A fleet of fixed wing aircraft and choppers have been deployed to locate the missing AN-32 aircraft
A massive search operation was underway on June 4 to locate a Russian-origin AN-32 transport aircraft of the Indian Air Force, a day after it went missing around Mechuka in Arunachal Pradesh, officials said.
The aircraft, with 13 people on board, went missing Monday afternoon around 33 minutes after taking off from Jorhat in Assam for Menchuka near the border with China.
A fleet of fixed wing aircraft and choppers have been deployed to locate the missing Antonov AN-32 aircraft, officials said.
They said ground troops have also been deployed to carry out search operation in the mountainous terrain in the region.
The IAF said the aircraft took off from Jorhat 12.27 pm on June 3 for the Menchuka advance landing ground in Shi-Yomi district in Arunachal Pradesh, and its last contact with the ground control was at 1.00 pm.
"Some ground reports were received on possible location of a crash site.
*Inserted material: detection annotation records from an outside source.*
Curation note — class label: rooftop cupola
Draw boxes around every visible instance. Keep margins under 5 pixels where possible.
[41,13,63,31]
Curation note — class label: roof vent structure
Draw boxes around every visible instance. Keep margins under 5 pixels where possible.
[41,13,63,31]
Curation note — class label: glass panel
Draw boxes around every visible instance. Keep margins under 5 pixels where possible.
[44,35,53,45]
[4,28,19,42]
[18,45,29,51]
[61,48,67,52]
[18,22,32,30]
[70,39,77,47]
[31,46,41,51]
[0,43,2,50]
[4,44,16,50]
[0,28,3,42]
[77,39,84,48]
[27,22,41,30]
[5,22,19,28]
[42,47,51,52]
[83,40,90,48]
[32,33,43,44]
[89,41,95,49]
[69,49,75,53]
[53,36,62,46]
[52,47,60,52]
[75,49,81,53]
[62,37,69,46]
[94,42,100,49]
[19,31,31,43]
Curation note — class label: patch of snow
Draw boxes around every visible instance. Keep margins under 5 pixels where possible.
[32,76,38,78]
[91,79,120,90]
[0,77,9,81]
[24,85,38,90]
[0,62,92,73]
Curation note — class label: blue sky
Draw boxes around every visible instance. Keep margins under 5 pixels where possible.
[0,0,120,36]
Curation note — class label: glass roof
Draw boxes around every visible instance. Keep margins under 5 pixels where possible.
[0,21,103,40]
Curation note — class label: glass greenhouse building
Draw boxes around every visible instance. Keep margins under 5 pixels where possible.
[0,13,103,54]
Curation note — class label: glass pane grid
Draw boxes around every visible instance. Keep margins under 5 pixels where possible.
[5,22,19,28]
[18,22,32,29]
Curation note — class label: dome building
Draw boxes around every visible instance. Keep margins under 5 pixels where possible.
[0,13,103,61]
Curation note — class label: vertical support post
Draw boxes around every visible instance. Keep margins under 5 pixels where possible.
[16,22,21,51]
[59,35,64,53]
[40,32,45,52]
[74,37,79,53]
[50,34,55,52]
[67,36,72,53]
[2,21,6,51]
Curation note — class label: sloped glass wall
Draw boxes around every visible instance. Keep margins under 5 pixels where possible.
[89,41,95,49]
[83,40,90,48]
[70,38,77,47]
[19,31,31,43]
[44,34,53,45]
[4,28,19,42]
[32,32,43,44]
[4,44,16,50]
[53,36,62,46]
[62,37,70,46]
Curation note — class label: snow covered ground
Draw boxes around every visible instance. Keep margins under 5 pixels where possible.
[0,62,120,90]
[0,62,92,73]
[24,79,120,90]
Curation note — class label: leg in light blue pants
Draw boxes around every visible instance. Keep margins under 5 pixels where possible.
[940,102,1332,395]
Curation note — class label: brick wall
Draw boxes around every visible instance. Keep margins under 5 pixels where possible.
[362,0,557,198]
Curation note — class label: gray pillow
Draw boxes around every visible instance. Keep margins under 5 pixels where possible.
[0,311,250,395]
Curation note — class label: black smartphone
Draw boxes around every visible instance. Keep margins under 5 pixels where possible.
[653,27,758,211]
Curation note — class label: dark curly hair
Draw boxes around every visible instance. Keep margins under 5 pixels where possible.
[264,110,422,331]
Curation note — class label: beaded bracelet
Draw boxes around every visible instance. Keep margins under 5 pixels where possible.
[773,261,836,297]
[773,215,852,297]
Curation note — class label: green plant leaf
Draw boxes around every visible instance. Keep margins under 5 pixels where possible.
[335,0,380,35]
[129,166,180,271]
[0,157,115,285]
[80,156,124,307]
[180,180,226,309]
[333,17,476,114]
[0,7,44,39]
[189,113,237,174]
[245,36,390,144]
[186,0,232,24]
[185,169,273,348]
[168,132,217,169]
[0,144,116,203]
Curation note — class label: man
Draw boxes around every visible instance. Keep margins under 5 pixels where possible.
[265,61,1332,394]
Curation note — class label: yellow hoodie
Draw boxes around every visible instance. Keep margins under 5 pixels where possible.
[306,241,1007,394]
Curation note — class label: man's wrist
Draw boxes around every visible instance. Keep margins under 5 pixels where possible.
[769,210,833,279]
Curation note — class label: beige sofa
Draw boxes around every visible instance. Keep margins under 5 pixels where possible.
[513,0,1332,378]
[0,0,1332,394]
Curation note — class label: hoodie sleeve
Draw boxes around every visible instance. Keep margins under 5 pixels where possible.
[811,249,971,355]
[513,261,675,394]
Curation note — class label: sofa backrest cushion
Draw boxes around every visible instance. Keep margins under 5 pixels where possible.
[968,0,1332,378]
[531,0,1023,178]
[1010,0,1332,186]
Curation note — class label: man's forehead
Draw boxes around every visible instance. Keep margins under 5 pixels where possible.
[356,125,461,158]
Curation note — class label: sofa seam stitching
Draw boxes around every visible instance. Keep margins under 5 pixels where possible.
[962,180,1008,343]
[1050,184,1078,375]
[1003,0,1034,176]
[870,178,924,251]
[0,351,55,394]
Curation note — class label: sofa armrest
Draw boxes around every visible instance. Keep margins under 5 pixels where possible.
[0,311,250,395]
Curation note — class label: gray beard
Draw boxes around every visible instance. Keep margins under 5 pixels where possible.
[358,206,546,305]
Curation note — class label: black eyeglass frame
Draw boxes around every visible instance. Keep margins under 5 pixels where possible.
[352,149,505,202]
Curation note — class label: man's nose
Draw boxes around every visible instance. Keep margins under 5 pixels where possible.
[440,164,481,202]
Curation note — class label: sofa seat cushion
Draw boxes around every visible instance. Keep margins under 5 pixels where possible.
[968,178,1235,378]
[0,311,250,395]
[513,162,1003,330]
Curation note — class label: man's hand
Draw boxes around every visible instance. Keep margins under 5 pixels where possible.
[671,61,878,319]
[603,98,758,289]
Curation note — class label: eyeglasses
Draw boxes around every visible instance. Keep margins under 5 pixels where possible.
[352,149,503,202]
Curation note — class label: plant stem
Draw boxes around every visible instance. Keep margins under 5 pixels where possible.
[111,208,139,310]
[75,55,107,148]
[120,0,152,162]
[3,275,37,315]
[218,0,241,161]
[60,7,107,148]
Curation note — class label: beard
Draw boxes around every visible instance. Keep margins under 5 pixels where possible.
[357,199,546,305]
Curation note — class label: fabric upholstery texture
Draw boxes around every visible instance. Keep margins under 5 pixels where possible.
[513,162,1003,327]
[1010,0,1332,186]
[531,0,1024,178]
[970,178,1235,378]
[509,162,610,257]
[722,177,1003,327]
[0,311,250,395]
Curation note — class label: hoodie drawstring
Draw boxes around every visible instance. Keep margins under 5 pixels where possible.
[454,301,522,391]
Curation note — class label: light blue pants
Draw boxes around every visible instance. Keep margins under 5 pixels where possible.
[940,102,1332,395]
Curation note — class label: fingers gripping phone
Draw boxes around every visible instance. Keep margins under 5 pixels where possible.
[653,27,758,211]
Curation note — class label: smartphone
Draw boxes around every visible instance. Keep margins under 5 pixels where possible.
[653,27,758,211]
Helicopters were routed to the location, however, no wreckage has been sighted so far," the IAF said in a statement on June 3.
It said a total of eight aircrew and five passengers were on board the aircraft and the IAF is coordinating with Indian Army as well as various government and civil agencies to locate it.
The IAF has deployed C-130J and AN-32 aircraft besides two Mi-17 choppers while the Indian Army has pressed into service advance light helicopters to locate the missing Antonov AN-32 aircraft.
The AN-32 is a Russian origin aircraft and the IAF currently operates a sizeable number of it. It is a twin engine turboprop transport aircraft.
An AN-32 aircraft had crashed near a village in West Siang district of Arunachal Pradesh in June 2009 in which 13 defence personnel were killed.
The aircraft had crashed over the Rinchi Hill above Heyo village, about 30 km from Mechuka advance landing ground.
In July 2016, an AN-32 aircraft went missing while taking off from Chennai for Port Blair with 29 people on board.
The aircraft could not be traced following weeks of massive search operations covering 2,17,800 square nautical miles by multiple aircraft.Months later, an IAF court of inquiry concluded that it was unlikely that the missing personnel on board the aircraft would have survived the accident.